Epic Games non ha mai nascosto un certo dissenso verso la commissione del 30% sulle transazioni, tuttavia, quelle che prima erano solo delle lamentele ora si sono trasformate in una vera e propria azione legale, con tanto di tentativo di bypassare le tasse tramite un aggiornamento, che ovviamente ha causato la rimozione del gioco Fortnite dagli store mobile.

 

La commissione applicata da Apple e Google cerca di creare un ambiente equo per tutti gli sviluppatori. In questo senso a prescindere che si sviluppi un’app da casinò con depositi bassi, un gioco con pacchetti aggiuntivi costosi o una qualsiasi altra applicazione che prevede un pagamento da parte dell’utente, tutti devono versare il 30%. Ovviamente, più l’applicazione viene utilizzata, maggiore sarà la cifra che si pagherà. E per Fortnite questa cifra si aggira intorno ai 300 milioni.

 

Epic Games si scontra con Apple e Google: chi ha ragione?

 

Molti si stanno chiedendo chi abbia ragione tra questi colossi della tecnologia. Da una parte infatti, gli sviluppatori di Fortnite sembra quasi che stiano cercando di sconfiggere il monopolio, o per meglio dire duopolio, degli store per mobile, ma dall’altra parte Apple e Google dovranno pur trarre un profitto dalle app che decidano di usare l’infrastruttura software da loro sviluppata.

 

Alcuni hanno proposto il pagamento di una tariffa fissa per la pubblicazione delle app, mentre altri ancora pensano che la soluzione migliore sia una riduzione della percentuale. La prima soluzione andrebbe sicuramente a svantaggio di quegli sviluppatori che non hanno tanti fondi e desiderano semplicemente fornire l’app senza pagare nulla, in modo da non perdere denaro nel caso in cui non dovessero avere successo. La riduzione della tariffa, invece, comporterebbe delle perdite da parte di Apple e Google che non è chiaro se siano disposti ad affrontare, considerato anche il periodo di crisi corrente del mercato.

 

Una cosa è certa: la questione legale nata tra i colossi sta andando ad intaccare soltanto gli utenti che si ritrovano a non poter scaricare e usare un gioco diffuso e di successo come Fortnite da mobile. Curioso notare anche che stanno nascendo numerosi annunci online, su marketplace come eBay, di persone che vendono il proprio tablet o smartphone con Fortnite installato a decine di migliaia di euro.

 

Fortnite contro Apple e Google: un retroscena politico?

 

In realtà, la battaglia tra Fortnite, Apple e Google potrebbe avere un retroscena politico non da poco. A seguito delle azioni di governo americano contro applicazioni e prodotti cinesi, una delle maggiori società azioniste di Fortnite, Tencent Holdings, proprietaria anche di WeChat, potrebbe avere avuto un peso sulla decisione di avviare questa causa legale.

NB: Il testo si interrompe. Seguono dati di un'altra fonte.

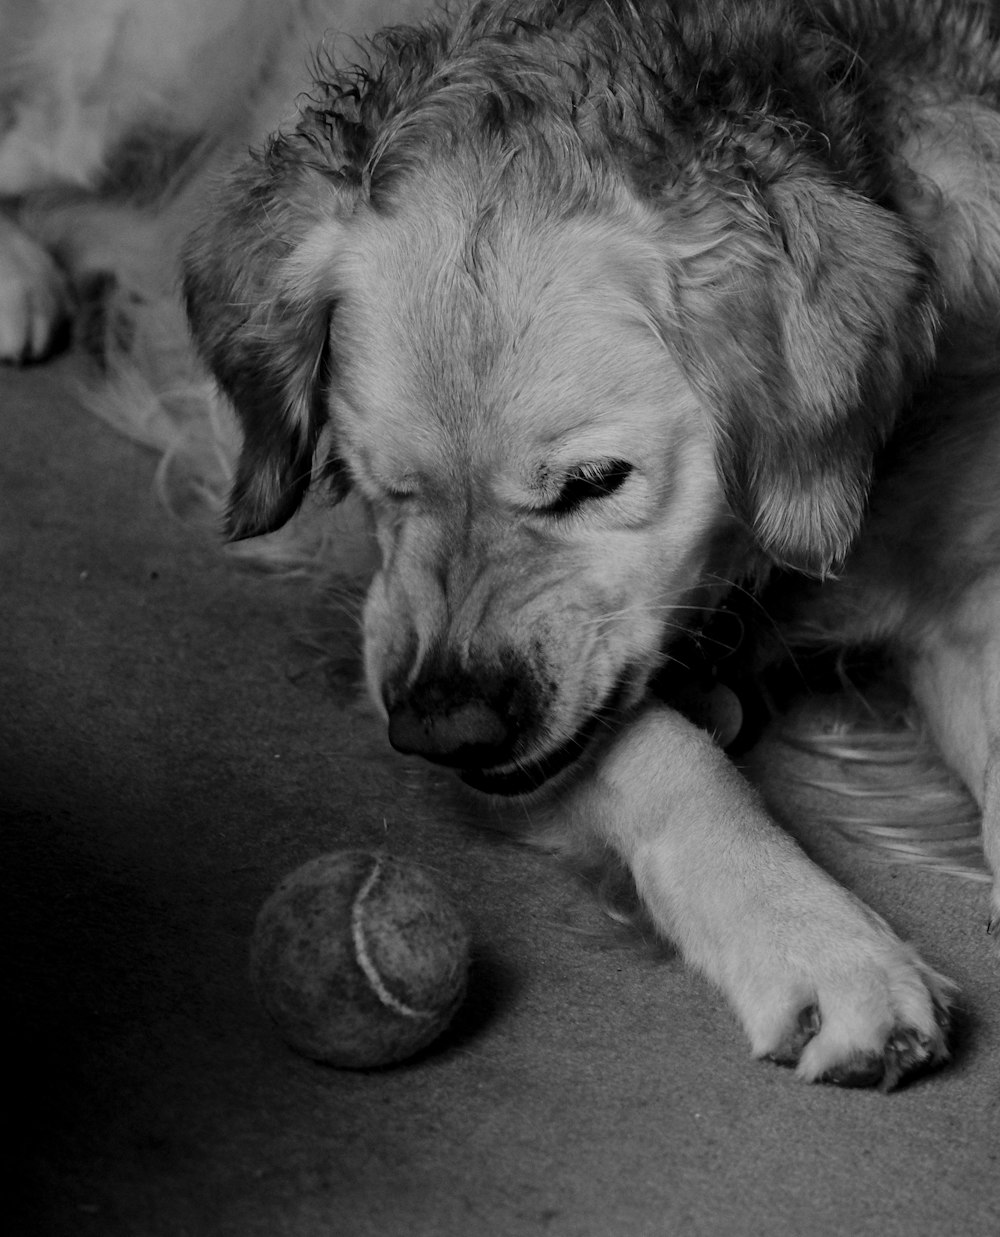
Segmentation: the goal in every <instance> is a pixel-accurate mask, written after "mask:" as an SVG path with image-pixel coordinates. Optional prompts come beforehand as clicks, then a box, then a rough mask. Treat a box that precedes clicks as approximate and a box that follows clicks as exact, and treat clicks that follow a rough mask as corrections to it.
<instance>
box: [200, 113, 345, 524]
mask: <svg viewBox="0 0 1000 1237" xmlns="http://www.w3.org/2000/svg"><path fill="white" fill-rule="evenodd" d="M351 198H353V193H351V190H350V189H349V188H348V187H347V186H345V183H344V181H343V178H342V177H339V176H338V174H337V173H335V172H333V171H328V169H327V168H324V167H323V166H322V165H319V162H318V160H317V158H316V151H314V150H312V148H308V147H306V146H304V143H303V142H302V141H301V140H300V139H298V135H290V136H278V137H276V139H274V140H272V141H271V143H270V146H269V147H267V150H266V151H265V153H264V155H262V156H260V157H256V156H255V157H254V158H252V160H251V161H250V162H248V163H246V165H245V166H244V167H243V168H240V169H239V171H236V172H235V173H231V174H230V177H229V179H228V182H226V183H225V184H224V187H223V188H222V190H220V193H219V195H218V197H217V199H215V202H214V204H213V207H212V212H210V214H209V218H208V220H207V223H205V224H203V226H202V228H200V229H199V230H198V231H196V233H194V235H193V238H192V240H191V241H189V244H188V246H187V251H186V257H184V298H186V302H187V308H188V319H189V323H191V328H192V332H193V335H194V339H196V343H197V345H198V349H199V351H200V354H202V356H203V357H204V360H205V361H207V362H208V365H209V367H210V369H212V371H213V374H214V375H215V377H217V380H218V382H219V385H220V387H222V388H223V391H224V392H225V395H226V396H228V397H229V400H230V401H231V403H233V406H234V408H235V411H236V414H238V417H239V421H240V426H241V429H243V438H244V443H243V450H241V454H240V460H239V464H238V468H236V477H235V481H234V485H233V492H231V495H230V503H229V512H228V517H226V532H228V534H229V537H230V538H231V539H234V541H238V539H240V538H244V537H254V536H257V534H259V533H265V532H271V531H272V529H275V528H278V527H280V526H281V524H283V523H285V522H286V521H287V520H290V518H291V516H292V515H295V512H296V510H297V508H298V506H300V503H301V501H302V499H303V496H304V494H306V490H307V489H308V485H309V480H311V474H312V460H313V453H314V450H316V444H317V438H318V434H319V430H321V429H322V427H323V421H324V417H325V409H324V406H323V376H324V375H323V371H324V367H325V365H327V349H328V332H329V315H330V312H332V308H333V304H332V296H330V293H329V291H328V289H323V288H321V287H319V286H318V281H319V275H321V273H322V272H321V271H317V272H316V276H317V277H316V278H309V273H308V272H306V271H303V268H302V263H301V262H298V263H296V262H293V261H292V257H293V255H295V254H296V251H297V250H298V249H300V246H301V244H302V241H303V240H304V238H306V236H308V235H309V234H311V233H313V231H314V230H316V229H317V228H318V225H321V224H327V225H328V228H330V230H335V225H337V223H338V220H340V219H343V216H344V215H345V214H348V213H349V212H350V209H351ZM334 482H335V479H334ZM344 489H345V486H344Z"/></svg>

In questo senso, quella che sembra essere una questione legata alle commissioni potrebbe racchiudere uno scenario politico molto più ampio in cui società cinesi interessante al mercato americano stanno cercando di smuovere la politica in modo da interrompere e invertire i nuovi divieti.

Per capire quali sono le vere intenzioni di Epic Games bisognerà ancora aspettare quando verranno effettuate le prime sentenze in tribunale. Per ora, gli utenti che non hanno scaricato Fortnite dovranno accontentarsi di giocare ad altri battle royale da mobile.